Utilizando o DNA usado para construir a subunidade 16S, podemos identificar o gênero e as espécies em uma amostra. Usamos uma abordagem metagenômica com a região do V4 16S. Isso fornece um gênero e / ou uma espécie de identificação para cada organismo. A abordagem metagenômica permite que as empresas enviem amostras não enriquecidas, produtos acabados ou várias matérias-primas.

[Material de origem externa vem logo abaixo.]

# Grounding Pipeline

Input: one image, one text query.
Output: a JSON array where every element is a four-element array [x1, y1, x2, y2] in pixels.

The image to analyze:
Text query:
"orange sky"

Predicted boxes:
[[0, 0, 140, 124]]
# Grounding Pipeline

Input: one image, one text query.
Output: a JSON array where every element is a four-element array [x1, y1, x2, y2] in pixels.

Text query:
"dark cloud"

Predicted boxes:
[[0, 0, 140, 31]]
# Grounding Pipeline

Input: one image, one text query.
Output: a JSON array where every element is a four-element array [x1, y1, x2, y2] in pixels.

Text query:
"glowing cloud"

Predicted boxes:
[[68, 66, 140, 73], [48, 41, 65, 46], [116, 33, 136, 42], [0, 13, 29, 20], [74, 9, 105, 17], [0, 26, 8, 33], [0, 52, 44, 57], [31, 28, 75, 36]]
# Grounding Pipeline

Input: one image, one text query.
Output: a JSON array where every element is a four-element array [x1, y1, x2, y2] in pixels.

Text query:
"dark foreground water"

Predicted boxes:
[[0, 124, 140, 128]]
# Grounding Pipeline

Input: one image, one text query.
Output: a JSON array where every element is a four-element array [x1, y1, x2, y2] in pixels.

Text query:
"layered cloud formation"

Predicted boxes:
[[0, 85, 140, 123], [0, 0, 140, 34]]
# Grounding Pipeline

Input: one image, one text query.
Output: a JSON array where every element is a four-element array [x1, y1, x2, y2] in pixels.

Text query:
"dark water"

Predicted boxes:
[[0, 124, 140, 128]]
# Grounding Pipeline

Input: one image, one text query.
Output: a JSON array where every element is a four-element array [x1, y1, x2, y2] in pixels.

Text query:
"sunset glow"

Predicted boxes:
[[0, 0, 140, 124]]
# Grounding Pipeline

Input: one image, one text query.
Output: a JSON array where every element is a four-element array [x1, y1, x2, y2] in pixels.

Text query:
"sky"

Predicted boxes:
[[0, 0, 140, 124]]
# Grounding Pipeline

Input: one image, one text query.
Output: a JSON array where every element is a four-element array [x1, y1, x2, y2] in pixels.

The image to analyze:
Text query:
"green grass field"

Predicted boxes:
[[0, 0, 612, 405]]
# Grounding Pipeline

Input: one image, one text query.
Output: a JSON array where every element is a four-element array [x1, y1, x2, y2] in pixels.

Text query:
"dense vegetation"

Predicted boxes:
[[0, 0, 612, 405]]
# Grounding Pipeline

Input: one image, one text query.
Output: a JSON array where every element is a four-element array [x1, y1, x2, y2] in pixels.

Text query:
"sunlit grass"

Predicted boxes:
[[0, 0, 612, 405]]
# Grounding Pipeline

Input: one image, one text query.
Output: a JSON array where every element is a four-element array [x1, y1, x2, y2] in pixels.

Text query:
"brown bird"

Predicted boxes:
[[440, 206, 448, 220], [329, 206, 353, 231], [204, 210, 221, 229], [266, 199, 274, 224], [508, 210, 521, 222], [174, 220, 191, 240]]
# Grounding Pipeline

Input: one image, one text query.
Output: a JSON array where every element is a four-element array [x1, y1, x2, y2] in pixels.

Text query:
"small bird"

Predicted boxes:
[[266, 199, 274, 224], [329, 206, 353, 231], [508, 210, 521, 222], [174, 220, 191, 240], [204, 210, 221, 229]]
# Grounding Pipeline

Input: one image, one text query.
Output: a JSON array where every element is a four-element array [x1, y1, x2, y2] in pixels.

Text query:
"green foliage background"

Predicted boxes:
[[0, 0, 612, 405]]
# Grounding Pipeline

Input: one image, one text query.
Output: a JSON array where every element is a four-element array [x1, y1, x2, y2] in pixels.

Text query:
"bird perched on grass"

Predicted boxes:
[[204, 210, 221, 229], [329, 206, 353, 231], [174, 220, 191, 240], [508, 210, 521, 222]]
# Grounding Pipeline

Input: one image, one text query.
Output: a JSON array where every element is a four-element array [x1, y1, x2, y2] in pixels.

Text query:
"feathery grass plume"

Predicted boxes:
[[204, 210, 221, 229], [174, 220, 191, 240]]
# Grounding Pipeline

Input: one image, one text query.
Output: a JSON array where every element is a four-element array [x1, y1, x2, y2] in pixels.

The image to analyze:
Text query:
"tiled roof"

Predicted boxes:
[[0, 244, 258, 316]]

  • Aproveitando uma base de dados do 16S, podemos identificar o gênero de cada bactéria presente em uma amostra.
  • Identificar candidatos prováveis para o organismo de preocupação através de unidades taxonômicas operacionais (UTOs).
  • Mostrar abundância relativa do gênero de bactéria presente em cada amostra.

Metagenômica do 16S

O uso de 16S para aplicativos de microbioma permite uma resolução incrível em aplicações de degradação de alimentos ou microbioma de placas. A análise metagenômica de 16S permite algumas melhorias críticas em relação aos métodos de subtipagem tradicionais.

16S vs. métodos tradicionais

  • Os métodos tradicionais sofrem de dois problemas específicos: volume de trabalho e os preconceitos dos meios.
  • O volume de trabalho através do subtipo de uma amostra pode ser enorme. Cada organismo diferente precisa ser isolado e, em seguida, usar uma identificação bioquímica tradicional. Em uma amostra ambiental da produção de alimentos, isso poderia significar 15-20 isolados!
  • O outro elemento é viável, mas não cultivável. Os métodos de subtipagem tradicionais introduzem um viés apenas selecionando organismos que podem crescer no meio usado isoladamente. O método 16S contorna essa questão ao obter amplificação e identificação da sequência do 16S em uma amostra pura (sem isolamento).